Kellwood Co., the Sun Capital Partners portfolio company that is also parent of American Recreation Products, said it was unable to renegotiate and extend its bond issue that matured Wednesday and its board extended the deadline for acceptance of a proposed debt exchange until midnight Friday.
The company also negotiated a forbearance agreement with its bank group, led by Bank of America Corp., while it explores alternatives to strengthen its balance sheet.
CEO Michael Kramer said the extension would give Deutsche Bank, a large bondholder, time to reverse its position and “accept the deal they helped structure and told us all along that they supported.”
He pointed out that debt maturity — not Kellwood's business performance — was pressuring the balance sheet. “Our operations and supply chain are strong and we are currently a profitable company,” Kramer added.
There is broad speculation that Kellwood could be forced to file for bankruptcy protection if it cannot to reach an agreement with bondholders.
Kellwood was taken private in February 2008 by buyout firm Sun Capital Partners Inc. and American Recreation was split out from Kellwood. Although ARP reports separately and is operated separately, ARP is still legally owned by Kellwood Corp. and is not a separately-owned entity under Sun Capital so outdoor industry concerns about the debt exchange offer are understandable.

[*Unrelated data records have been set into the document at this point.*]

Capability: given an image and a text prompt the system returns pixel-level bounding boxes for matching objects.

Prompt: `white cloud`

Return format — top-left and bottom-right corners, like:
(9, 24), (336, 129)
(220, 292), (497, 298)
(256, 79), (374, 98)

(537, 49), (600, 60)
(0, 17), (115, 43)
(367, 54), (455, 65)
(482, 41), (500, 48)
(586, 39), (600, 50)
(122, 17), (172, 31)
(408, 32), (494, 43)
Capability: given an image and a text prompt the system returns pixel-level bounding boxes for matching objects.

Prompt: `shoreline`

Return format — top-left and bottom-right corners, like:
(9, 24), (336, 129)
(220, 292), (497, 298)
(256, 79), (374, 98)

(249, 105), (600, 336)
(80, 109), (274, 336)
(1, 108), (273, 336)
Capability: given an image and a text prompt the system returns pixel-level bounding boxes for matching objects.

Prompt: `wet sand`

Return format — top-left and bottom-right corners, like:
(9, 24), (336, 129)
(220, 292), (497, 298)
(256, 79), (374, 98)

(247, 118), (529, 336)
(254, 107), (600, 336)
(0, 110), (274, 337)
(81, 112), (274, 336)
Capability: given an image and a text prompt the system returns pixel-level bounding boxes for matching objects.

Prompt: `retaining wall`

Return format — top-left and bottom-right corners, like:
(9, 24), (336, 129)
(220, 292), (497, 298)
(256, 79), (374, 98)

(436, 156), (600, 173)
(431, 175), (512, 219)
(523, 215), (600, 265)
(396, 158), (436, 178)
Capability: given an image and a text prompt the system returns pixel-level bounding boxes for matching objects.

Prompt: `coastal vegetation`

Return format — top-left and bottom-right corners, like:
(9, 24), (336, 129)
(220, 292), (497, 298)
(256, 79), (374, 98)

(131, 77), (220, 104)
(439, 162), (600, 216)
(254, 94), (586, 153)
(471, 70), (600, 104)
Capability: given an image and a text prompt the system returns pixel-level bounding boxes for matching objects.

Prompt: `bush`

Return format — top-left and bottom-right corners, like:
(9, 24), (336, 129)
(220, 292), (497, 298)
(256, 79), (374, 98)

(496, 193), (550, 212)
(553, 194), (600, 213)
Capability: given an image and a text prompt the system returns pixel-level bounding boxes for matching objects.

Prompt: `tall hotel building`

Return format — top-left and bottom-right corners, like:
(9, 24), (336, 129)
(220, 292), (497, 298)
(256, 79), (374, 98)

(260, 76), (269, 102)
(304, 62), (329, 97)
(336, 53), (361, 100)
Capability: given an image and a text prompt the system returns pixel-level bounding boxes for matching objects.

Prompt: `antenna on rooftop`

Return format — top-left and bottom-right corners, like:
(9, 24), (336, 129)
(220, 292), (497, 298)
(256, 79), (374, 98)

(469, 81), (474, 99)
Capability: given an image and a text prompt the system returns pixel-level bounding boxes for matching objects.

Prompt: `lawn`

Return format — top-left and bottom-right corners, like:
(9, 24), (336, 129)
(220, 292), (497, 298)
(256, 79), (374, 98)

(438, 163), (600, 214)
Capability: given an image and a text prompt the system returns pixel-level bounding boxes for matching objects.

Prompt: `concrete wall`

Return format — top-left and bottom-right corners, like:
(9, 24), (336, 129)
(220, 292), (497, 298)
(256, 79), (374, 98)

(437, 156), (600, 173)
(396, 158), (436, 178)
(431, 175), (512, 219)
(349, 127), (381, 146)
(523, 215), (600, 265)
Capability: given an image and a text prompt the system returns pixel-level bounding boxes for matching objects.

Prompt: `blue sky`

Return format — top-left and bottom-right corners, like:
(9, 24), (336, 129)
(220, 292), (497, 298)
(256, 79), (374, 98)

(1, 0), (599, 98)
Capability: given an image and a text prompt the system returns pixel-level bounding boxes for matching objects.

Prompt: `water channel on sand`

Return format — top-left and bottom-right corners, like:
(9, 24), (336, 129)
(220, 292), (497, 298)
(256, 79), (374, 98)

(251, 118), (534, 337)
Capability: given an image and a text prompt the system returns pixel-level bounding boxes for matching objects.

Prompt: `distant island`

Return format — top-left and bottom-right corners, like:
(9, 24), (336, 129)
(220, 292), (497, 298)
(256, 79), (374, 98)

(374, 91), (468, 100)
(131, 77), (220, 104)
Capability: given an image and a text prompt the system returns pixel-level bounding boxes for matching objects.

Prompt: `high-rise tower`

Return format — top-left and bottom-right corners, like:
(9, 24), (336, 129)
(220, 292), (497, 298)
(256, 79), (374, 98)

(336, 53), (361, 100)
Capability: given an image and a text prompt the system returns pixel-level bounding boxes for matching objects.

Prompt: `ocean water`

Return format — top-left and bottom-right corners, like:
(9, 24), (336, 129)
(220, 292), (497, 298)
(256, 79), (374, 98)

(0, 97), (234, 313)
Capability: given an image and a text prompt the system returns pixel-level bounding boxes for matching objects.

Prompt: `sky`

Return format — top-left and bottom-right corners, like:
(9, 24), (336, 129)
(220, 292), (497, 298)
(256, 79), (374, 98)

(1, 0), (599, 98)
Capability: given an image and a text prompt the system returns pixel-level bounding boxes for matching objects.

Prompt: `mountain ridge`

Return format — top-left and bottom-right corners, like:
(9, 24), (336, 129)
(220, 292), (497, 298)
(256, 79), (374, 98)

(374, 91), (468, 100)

A source close to the situation to The B.O.S.S. Report that ARP's earnings “continue to be very healthy and the businesses are very viable.” Finally, the source doesn't believe Kellwood will have to file for Chapter 11, believing Deutsche Bank's move is a negotiating tactic and noting that several other potential lenders are now involved in the negotiations.
In December 2008, ARP started a massive restructuring initiative that included replaced dozens of outside reps with an in-house sales force and several changes in marketing and product development. Sources claim that this was a bid to cut costs and reach earnings targets of Sun Capital Securities Group LLC.